Adopted adults often hear versions of this statement. By reminding us other adopted people feel differently, the reform team minimises the fact that multiple legislation treats all adopted people the same, whatever their experience or feelings about being adopted. This attitude risks reducing adoption to anecdotes and opinion when the legal arguments against adoption law are well developed.
“It’s not clear if redress or if even an apology will be available to those who simply regard adoption itself as a form of state-sanctioned discrimination and abuse.”
But all hope of basic human rights being returned to adopted people is not lost. A New Adoption System for Aotearoa intimates there will be future talks with the judiciary about allowing some access to court files. But that slim suggestion on a central point of discrimination does not provide any reassurance to adopted adults.
So other than answering questions in A New Adoption System for Aotearoa, how can an adopted adult be proactive in law reform?
The reform team has the answer. “The Government has decided to wait for the Royal Commission of Inquiry into Historical Abuse’s findings on past adoption practice before making decisions about the appropriateness of redress for past harm.”
In short: take your adoption issues to the Royal Commission. The commission is doing stellar work with the most difficult issues our society is grappling with, and harm caused in adoptive homes fits within their scope. But an adopted person must first have been abused in their adopted home. It’s not clear if redress or if even an apology will be available to those who simply regard adoption itself as a form of state-sanctioned discrimination and abuse.
In mitigation, the reform team says they will consider how the needs of adopted children and people change as they grow older. “In recognising this, I want to reassure you that we will also be considering how the options for creating a new adoption system will impact on those who have been adopted under the current law, including whether and how any of those options should apply retrospectively. This includes consideration of how we address discriminatory provisions in the current law.”

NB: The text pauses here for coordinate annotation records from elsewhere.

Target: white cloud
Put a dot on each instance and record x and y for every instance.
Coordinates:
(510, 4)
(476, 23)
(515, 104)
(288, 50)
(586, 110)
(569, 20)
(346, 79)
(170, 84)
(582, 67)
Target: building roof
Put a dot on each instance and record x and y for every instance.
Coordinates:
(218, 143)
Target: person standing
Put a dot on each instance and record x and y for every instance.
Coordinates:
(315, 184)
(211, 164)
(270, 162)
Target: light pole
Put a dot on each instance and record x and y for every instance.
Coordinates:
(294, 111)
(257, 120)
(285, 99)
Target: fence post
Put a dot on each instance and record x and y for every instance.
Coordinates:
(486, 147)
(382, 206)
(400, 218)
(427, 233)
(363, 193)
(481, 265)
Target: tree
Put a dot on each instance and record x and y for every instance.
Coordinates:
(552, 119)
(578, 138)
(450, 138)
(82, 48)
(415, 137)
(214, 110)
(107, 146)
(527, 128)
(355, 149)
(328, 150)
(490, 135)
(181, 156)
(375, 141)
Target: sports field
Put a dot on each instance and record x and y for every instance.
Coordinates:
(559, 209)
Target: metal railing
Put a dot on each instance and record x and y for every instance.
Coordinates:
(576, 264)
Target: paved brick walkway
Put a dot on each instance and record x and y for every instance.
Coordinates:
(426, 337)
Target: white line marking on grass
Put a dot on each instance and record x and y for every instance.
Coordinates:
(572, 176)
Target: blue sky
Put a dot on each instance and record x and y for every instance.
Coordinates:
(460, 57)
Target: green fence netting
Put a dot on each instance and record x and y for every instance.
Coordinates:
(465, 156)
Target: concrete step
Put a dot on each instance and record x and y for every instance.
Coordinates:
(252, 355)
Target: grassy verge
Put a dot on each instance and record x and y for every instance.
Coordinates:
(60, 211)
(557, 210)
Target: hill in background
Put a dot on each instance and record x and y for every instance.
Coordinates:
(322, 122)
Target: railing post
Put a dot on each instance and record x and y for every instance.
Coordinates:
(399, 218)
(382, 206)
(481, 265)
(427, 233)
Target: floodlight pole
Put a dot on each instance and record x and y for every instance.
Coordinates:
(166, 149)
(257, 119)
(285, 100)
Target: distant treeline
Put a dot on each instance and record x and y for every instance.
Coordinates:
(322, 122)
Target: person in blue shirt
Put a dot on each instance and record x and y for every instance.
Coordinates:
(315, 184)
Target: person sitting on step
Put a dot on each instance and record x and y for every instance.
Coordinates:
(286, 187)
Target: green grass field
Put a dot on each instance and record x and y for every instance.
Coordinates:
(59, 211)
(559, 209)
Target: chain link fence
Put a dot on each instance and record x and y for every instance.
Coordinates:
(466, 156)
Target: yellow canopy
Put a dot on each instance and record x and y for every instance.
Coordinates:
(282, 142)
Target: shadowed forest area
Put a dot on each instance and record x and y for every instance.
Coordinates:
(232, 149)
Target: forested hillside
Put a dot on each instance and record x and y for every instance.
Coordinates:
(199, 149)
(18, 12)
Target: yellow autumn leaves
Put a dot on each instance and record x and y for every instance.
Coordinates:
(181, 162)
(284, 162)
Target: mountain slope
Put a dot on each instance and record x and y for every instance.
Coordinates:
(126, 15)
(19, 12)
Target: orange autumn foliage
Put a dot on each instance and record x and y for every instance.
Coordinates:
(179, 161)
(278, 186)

I applaud the intention. But after decades of imposed adoption and the ongoing harsh implementation of long-outdated legislation, that assurance rings hollow. The letter from the team ends with the statement that the need to hear back from the Royal Commission will not prevent the Government from progressing with legislative reform of adoption laws.
In working my way through A New Adoption System for Aotearoa, I find the multiple discriminations at the heart of adoption are obscured. And while adopted adults are ostensibly invited to participate in creating future law, there is, as yet, no clear pathway to address the current law and its continuing impact on the lives of people taken during the Baby Scoop Era.
The commission’s team understand all of this. They know the law. They understand that much of what constitutes legal discrimination is hidden behind the myth of adoption as a social good. And it is this myth they appear to want to preserve.
The central question in A New Adoption System for Aotearoa is ‘what is the purpose of adoption?’ The answer seems to be the same as it ever was – a way of ensuring future generations of infants and children are made available to adults who wish to use them for the purpose of family building.
So, ask me, a 62-year-old woman adopted as an infant, what I want. The answer is simple. I want what the non-adopted have. The same rights to identity, access to all information held on me and the ability to discharge a care arrangement that was never fit for purpose, and perhaps even an acknowledgement of decades of state-sanctioned harm. In other words – full and equal human rights with non-adopted New Zealanders.